The workplace has never been the same since the coronavirus emerged. Working in a hybrid mode, or even entirely from home, has become the new norm and the most efficient manner of finishing projects, strategizing, and planning budgets. This is unquestionably progress following the pandemic, but it comes with its own set of difficulties.
For example, when working with critical company data at home, how secure is your internet connection? How many people (especially children) use an employee’s personal computer at home, and how many of them are responsible enough not to tamper with official documents?
“While its intellectual origins predate the industry by several decades, if not centuries, for our present purposes we need go back no further than the beginning of this millennium,” writes Mc Mahon in his July 2020 Frontiers in Psychology article In Defence of the Human Factor. “Since then, cybersecurity discourse has been awash with this cliché.”
Most businesses have security processes in place in case of an external assault, but they often overlook the fact that the greatest threat comes from within. Almost every security failure is blamed on human error, implying that employees are the ones who are largely to blame. This is due in part to the company’s culture and absence of a proactive cybersecurity strategy.
Targeting front-line personnel and even CEOs is a highly sophisticated approach used by cyber attackers. Information is publicly available — for example, LinkedIn and even the company website contain facts such as email addresses, employment history, connections, education, and so on – making it easier for attackers to target individuals.
They can utilize the employee as a point of entry to steal important company information, and if the person isn’t well-versed in cybersecurity, they could be a victim of spear-phishing. Detecting a cyber assault is far more difficult than preventing one in the first place. As a result, human error is blamed for 95% of security breaches, demonstrating that people are the weakest link in cybersecurity.
What is the definition of human error?
Returning to the topic of individuals being the weakest link, the most common explanation for this is human error. When it comes to human mistake, there are so many different meanings to pick from. The following is taken from Wikipedia:
That may appear straightforward, yet there are a host of academicians who would tell you that human mistake is a useless idea. In his paper The NO view of ‘human error,’ Erik Hollnagel, Ph.D., a respected safety expert, makes the following suggestion:
As an example, Hollnagel utilizes software detection of phishing attacks. He claims that a well-trained user is more likely than technology to detect a fresh phishing scam.
But Hollnagel doesn’t let us, the humans, off the hook. “Of course, we still need to account for human performance variability,” Hollnagel says. “The ETTO Principle serves as an example of this.”
Questions to think about when it comes to humanity and cybersecurity
Mc Mahon is adamant about not pointing fingers. When we hear someone say that humans are the weakest link, he created the following list of questions to ask:
- What other links are there in the chain, and how secure are they?
- Is the individual in issue no longer a part of the system?
- Is it possible that I’m blaming the victim of a crime? Am I treating my customers fairly and openly?

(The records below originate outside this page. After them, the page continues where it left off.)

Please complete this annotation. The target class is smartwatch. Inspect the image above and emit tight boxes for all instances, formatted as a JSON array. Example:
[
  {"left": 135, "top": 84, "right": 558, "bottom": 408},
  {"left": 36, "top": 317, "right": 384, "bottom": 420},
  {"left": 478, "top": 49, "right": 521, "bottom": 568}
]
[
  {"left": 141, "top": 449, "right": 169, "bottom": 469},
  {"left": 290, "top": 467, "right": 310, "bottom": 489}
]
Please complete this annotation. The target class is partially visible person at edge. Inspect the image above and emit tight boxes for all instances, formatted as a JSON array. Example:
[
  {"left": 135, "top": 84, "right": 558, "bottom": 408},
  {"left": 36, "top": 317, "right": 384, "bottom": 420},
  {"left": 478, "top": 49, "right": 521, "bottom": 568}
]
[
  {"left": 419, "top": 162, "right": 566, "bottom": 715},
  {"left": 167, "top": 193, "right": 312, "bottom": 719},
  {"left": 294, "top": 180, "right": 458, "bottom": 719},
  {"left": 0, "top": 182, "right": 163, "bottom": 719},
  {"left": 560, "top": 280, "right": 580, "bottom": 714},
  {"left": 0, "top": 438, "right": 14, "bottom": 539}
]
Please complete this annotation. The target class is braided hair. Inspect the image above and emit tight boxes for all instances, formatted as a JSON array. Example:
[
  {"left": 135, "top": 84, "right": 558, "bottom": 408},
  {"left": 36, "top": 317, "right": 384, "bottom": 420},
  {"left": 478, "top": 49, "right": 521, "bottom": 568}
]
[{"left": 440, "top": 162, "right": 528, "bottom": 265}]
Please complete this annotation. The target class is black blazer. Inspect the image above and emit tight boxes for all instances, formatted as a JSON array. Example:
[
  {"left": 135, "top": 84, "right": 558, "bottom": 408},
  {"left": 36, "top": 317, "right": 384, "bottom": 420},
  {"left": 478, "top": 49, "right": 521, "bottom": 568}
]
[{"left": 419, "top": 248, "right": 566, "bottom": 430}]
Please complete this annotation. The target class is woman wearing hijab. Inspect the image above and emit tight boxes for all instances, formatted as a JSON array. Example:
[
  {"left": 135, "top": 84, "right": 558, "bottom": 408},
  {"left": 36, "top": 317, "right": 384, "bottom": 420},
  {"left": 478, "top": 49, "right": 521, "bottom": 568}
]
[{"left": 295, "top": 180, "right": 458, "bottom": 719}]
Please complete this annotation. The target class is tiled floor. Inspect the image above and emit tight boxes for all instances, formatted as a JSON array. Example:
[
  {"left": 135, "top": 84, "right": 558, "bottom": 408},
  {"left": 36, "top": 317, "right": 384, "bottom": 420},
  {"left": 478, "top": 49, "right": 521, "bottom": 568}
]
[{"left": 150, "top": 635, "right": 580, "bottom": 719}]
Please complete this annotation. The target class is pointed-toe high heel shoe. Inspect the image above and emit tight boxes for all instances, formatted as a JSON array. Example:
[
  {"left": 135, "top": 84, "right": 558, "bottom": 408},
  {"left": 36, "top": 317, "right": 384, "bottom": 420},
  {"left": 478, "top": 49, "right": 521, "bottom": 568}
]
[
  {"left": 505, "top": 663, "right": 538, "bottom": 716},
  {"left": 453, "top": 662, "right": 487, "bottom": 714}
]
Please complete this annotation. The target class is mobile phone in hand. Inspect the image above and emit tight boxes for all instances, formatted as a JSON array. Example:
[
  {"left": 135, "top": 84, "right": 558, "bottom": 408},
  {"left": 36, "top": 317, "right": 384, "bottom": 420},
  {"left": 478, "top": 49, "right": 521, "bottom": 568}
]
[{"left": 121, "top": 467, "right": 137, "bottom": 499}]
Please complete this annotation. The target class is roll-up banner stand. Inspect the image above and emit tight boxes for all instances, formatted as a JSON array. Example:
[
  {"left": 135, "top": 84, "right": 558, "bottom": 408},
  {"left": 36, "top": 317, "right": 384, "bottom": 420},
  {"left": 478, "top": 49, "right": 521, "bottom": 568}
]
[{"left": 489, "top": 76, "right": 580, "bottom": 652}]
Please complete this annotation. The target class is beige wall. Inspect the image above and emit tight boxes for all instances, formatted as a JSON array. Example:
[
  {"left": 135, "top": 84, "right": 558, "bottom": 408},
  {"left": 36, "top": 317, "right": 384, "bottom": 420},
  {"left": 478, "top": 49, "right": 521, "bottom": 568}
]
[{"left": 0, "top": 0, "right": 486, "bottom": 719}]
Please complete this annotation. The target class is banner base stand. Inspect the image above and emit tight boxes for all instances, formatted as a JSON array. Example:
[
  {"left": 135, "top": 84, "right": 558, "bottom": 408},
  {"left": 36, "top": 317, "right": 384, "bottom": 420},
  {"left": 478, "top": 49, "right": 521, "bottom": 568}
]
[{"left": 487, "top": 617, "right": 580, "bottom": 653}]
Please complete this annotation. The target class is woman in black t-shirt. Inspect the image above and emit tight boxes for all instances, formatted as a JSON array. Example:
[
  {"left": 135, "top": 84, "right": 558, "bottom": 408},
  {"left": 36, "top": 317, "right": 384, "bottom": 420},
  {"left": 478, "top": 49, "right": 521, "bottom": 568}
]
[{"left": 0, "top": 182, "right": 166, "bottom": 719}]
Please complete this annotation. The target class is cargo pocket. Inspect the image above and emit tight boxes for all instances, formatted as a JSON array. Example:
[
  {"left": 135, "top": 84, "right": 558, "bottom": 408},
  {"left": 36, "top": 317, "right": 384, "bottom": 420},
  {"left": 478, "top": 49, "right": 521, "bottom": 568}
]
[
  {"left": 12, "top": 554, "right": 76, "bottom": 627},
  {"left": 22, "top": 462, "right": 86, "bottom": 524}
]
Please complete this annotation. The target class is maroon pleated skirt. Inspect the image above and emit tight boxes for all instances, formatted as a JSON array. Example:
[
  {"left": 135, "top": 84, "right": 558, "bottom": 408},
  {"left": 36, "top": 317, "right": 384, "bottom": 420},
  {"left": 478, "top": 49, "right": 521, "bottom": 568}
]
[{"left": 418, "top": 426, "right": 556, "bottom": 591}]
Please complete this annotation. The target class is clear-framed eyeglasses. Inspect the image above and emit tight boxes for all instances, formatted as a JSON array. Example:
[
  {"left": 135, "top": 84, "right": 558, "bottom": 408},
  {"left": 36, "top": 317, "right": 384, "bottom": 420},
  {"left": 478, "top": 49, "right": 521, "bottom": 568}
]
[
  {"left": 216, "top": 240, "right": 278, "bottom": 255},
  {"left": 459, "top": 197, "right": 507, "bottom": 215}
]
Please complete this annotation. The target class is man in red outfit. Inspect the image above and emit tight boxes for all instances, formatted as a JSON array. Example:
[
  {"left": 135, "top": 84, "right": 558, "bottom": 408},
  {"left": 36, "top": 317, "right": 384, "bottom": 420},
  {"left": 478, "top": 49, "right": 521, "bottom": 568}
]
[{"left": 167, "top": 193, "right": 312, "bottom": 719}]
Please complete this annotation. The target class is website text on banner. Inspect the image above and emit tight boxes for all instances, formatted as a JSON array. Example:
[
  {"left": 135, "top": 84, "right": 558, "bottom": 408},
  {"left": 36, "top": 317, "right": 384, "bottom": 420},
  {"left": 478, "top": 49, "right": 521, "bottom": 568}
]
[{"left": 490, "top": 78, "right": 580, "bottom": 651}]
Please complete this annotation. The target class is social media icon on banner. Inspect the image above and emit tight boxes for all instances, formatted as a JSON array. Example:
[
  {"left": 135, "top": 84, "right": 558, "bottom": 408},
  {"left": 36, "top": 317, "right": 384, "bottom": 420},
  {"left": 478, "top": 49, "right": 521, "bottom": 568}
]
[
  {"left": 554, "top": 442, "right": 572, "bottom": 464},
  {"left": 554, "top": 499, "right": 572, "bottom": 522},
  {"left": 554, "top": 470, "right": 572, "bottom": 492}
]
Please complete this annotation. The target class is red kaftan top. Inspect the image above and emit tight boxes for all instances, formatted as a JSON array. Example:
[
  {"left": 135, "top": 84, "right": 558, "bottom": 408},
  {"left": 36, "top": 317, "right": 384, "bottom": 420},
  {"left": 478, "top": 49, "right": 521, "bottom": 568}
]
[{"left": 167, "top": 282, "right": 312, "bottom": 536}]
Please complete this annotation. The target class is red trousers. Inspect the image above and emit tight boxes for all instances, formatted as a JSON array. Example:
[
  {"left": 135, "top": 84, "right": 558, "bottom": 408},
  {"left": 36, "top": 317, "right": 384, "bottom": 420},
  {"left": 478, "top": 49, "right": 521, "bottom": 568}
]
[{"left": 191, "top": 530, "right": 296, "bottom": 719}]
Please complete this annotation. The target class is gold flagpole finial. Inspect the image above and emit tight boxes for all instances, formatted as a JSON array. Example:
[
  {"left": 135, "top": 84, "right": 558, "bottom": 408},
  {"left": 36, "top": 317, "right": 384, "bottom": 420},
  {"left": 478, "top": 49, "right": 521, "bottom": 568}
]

- Why are we advocating for such a dismal view of human capability? With such a message, who exactly are we serving?
Humans, rather from being the weakest link, may be the most important connection when it comes to attacks that are constantly changing, particularly those aimed directly at humans, as Mc Mahon and Hollnagel both point out.
The efficiency-thoroughness trade-off concept (ETTO principle), according to Wikipedia, explains that “On the one hand, there is a trade-off between efficiency or effectiveness and thoroughness (such as safety assurance and human reliability). Demands for productivity tend to undermine thoroughness, while demands for safety tend to lower efficiency, according to this theory.”
Organizations spend a lot of money on cybersecurity, which includes things like VPNs, encryption, anti-virus software, scanning, and so on. But the question is, how much do they put into their workforce? An annual cybersecurity conference has shown to be largely ineffective, and blasting individuals with information at a time when they are already feeling stressed is not a good idea.
Organizations must devise new methods for increasing employee cybersecurity knowledge. Employees expect the organisation to have adequate security measures in place in this digital age. They are unaware of the risks of clicking on rogue links and opening unverified attachments, both of which can result in a security breach.
While technology can screen out the majority of threats, it cannot eliminate all of them. Employees are the last line of defence, therefore they should be trained on cybersecurity, as well as how to deal with potential risks and how to report them. As a result, business leaders face the problem of delivering this information in a way that is simple to comprehend and remember, because making sound cybersecurity decisions is the last thing on an already overworked employee’s mind.
However, the most significant conclusion from this conversation is that staff should be viewed as security assets rather than threats. Companies can no longer rely just on retaliation; in order to provide more overall protection, a workplace culture of awareness and proactivity must be fostered.